Juliet couldn’t have been more nonplussed if a cavalcade of tap-dancing mice had sung the words at her. She blinked, visibly thinking her way around the situation. ‘If I have to leave,’ she said, ‘I’ll come back to you. They can’t keep me away.’

The taut string snapped.

‘They can send you home!’ Susan shouted, advancing on Juliet with her hands clenched into fists as though she was going to hit her. She was crying again, but she didn’t wipe away the tears on her cheeks or even seem to notice them. She was incandescent enough that I was surprised they didn’t evaporate. ‘They can trap you and send you back down to Hell, no matter how strong you are. You’d be down there, in the dark, and you’d have to wait until someone called you back up again. Except that they’d call you as a slave, the way you were before. Or else I’d have to find a way to summon you up myself, and then what? Then you’d be my slave! We’d –  we wouldn’t be us any more. We’d be a stupid, sick joke. It’s got to stop, Jules. You’ve got to stop it, and then you’ve got to explain and say you’re sorry.’
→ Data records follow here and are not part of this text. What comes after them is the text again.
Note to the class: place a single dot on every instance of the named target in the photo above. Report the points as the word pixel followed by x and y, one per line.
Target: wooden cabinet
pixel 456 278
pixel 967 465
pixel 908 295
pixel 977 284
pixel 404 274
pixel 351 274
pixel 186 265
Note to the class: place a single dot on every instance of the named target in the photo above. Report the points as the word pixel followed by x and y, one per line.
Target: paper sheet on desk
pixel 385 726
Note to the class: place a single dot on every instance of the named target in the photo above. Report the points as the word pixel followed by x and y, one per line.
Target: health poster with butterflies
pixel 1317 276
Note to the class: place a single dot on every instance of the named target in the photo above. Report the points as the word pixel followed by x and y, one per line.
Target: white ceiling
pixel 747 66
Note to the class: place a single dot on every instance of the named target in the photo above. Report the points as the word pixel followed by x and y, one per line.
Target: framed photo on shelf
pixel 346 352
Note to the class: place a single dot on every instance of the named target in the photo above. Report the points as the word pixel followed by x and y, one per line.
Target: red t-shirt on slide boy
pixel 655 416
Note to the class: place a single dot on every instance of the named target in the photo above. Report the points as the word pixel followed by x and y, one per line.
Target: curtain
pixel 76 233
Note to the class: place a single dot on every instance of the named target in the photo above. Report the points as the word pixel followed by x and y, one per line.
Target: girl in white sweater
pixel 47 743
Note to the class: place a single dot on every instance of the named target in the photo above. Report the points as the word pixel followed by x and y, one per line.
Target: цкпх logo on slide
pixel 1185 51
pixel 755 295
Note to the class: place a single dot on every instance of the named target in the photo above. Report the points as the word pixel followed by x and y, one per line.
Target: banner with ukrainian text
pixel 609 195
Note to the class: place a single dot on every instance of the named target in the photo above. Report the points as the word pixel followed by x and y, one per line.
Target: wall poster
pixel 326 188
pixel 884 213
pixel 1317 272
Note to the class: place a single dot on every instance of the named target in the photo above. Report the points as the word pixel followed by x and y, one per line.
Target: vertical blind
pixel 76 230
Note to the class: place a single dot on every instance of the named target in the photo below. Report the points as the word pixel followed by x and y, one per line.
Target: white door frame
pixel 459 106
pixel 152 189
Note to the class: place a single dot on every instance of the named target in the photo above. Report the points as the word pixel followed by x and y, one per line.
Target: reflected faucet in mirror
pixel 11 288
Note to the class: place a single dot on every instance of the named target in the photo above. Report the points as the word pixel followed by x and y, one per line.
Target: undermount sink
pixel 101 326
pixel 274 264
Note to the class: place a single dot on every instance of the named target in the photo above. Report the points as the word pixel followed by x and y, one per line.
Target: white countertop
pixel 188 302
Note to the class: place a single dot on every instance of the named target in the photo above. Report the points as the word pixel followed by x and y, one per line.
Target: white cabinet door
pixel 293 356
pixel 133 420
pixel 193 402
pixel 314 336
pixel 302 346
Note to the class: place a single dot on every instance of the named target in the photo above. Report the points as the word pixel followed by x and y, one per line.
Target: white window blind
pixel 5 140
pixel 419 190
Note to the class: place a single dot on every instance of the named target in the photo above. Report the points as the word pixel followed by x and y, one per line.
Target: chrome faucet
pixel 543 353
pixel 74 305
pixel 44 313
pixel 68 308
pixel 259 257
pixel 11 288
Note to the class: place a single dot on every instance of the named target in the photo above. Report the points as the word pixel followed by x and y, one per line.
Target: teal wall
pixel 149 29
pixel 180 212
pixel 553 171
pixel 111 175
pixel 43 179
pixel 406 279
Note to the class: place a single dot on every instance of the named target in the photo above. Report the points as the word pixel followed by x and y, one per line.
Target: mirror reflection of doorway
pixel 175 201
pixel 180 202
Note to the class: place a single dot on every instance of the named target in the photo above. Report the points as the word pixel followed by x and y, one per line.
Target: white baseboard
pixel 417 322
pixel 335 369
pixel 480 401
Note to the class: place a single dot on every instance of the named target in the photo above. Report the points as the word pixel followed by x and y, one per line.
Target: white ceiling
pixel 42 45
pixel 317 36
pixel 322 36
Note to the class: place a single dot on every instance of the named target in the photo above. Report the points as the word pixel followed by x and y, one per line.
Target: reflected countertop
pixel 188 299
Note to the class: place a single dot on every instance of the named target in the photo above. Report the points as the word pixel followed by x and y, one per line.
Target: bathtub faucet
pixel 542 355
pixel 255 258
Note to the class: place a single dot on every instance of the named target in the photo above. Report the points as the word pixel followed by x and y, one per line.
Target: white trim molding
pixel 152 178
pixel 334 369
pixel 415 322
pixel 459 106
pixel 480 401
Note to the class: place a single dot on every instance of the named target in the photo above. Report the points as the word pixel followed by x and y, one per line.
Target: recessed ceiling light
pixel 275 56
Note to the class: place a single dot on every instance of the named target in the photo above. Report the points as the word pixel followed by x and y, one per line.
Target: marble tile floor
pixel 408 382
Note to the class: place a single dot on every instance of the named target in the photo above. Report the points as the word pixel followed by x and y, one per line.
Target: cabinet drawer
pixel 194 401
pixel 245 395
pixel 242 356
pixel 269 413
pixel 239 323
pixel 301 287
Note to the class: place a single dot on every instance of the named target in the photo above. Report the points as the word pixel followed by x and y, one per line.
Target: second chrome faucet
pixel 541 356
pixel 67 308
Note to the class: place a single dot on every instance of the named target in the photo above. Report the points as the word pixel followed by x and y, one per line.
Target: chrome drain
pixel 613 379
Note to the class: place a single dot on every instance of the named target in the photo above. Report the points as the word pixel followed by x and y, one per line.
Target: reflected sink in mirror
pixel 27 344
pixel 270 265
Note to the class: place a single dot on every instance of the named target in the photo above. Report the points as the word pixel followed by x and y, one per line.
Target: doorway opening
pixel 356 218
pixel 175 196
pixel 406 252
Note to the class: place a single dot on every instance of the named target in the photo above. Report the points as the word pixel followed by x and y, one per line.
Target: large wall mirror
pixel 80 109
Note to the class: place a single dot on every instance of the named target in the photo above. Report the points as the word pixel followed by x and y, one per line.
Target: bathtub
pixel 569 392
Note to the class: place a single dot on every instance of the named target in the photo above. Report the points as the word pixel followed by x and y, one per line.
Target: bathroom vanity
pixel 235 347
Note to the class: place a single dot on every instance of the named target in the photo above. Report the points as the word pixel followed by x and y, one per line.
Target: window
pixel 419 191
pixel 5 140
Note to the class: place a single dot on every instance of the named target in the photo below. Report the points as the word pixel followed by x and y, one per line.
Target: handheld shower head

From about halfway through this speech, she’d been screaming the words rather than just yelling them. Her fists were trembling like tuning forks. Juliet caught them in her hands, pushed them down to Susan’s sides and then embraced her. Susan slumped in her arms, all the fight suddenly gone from her.

‘You’ve got to,’ she mumbled almost inaudibly, her head pressed to Juliet’s breast. ‘Please. For me.’

Juliet stared at me over Susan’s head. She looked unhappy. No, more than that: she looked afraid – and not of the Mount Grace ghosts.

‘Is that the plan, then?’ she demanded, her face a sombre deadpan. ‘We go to the crematorium. We break in. And I keep the three of us alive long enough for you to play your tune and for Moloch to feast?’

I was a bit taken aback by how quickly the tide had turned. I realised, much to my own surprise, that I hadn’t been expecting to win this one. ‘There’s a little more to it than that,’ I said lamely. ‘But yeah, that’s the basic scheme.’

‘It’s absurd. We don’t know their strength or their numbers.’